Women and Sex 


Sex sells. This statement rings true in every facet of society, women have to be beautiful and men have to be strong. Sometimes men can be nerdy (The Big Bang Theory), but the women have to maintain a sense of beauty. Not surprisingly, this is depicted in every TV show from the start of humankind; the intent of a TV show is to grasp the viewers. I watch TV quite a lot, more than I should, and the one thing that I have learned is that TV does not portray the sentiment of the people. I do not see women as dumb gossiping machines, nor does anyone else I know. I am not a sexist; I do not hate women, but TV shows are a product bought by the people for enjoyment, not for educational purposes.

I do not watch the Game of Thrones to learn about dragons or fighting, nor do I watch the Manhattan project to learn about the atomic bomb. For example, in the Lady Science no. 5, Anna Reser and Leila McNeill state, “Instead of seeing these women as part of the scientific and technological effort, you can see them gossiping, tanning, forcing soldiers to wash their cars shirtless, and in Abby’s case, having an identity crisis that results in an affair with her female French neighbor Elodie.” Are we to believe that the atomic bomb was conjured by the group depicted on the show?
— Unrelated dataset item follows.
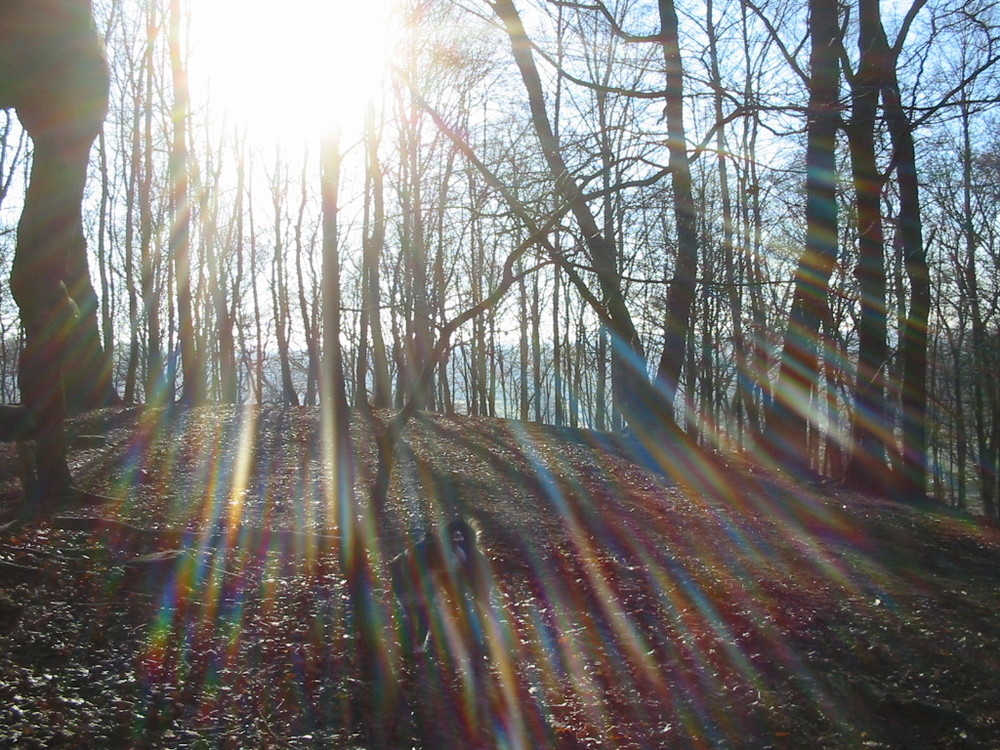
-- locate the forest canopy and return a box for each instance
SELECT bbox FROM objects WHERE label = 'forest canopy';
[0,0,1000,517]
By the male cohort preoccupied with drama and sex, or the females preoccupied with smoking and having affairs? I do not think so, but darn it, it makes for great TV. In the same breadth, the show, as with every other show, is a fallacy, depicting a portion of the truth, if at that. The point I am trying to reach is that TV shows have one purpose, enjoyment.
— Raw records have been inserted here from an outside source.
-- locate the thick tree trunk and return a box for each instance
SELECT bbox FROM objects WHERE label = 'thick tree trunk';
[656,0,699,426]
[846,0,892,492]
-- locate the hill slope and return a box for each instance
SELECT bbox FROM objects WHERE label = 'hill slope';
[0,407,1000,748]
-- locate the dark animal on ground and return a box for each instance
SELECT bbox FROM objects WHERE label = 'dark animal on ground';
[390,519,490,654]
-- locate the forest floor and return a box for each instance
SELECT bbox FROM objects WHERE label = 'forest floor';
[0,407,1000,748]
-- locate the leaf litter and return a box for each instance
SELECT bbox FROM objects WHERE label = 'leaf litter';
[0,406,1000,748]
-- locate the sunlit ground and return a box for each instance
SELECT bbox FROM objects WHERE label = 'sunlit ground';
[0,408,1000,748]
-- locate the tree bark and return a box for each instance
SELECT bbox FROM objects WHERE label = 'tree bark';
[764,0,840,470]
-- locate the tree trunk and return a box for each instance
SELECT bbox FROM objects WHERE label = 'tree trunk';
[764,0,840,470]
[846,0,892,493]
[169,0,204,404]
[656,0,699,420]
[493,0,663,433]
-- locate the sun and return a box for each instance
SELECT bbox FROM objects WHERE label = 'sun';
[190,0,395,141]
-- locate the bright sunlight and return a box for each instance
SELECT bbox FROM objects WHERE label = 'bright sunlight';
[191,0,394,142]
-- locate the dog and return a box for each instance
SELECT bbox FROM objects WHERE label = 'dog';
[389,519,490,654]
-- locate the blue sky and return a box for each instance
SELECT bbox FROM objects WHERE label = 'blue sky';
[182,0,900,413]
I find it surprising that we have to complain about what is on TV. Only an idiot would use the portrayal of women on TV and establish it as reality. I know the majority of women do not act like the Kardashians. I am not surprised when I have women professors or when women doctors take care of me. Honestly, my wife is smarter than I am, I prefer women doctors and women professors teach better than males. We should not learn how women contributed to society by watching soap operas, dramas, or action movies. I know women are strong and unique; they come in different sizes and colors. They have contributed to society in unmeasurable ways and you know what, every genius is born from a woman.
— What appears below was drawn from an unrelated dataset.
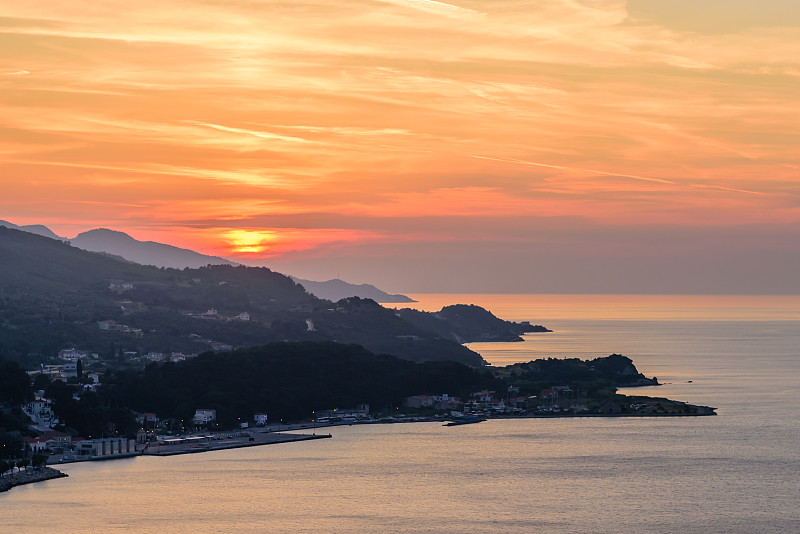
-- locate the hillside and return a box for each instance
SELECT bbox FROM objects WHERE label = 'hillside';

The appropriate place to learn how women contributed to society would be at school. I propose that instead of focusing on how women are portrayed on TV, we should focus on how they are portrayed at school. We should learn about the hardships women endured to gain the ability to vote, instead of reading one paragraph of it. We should learn how women contributed to the many wars America have been in. Alas, that never seems to happen.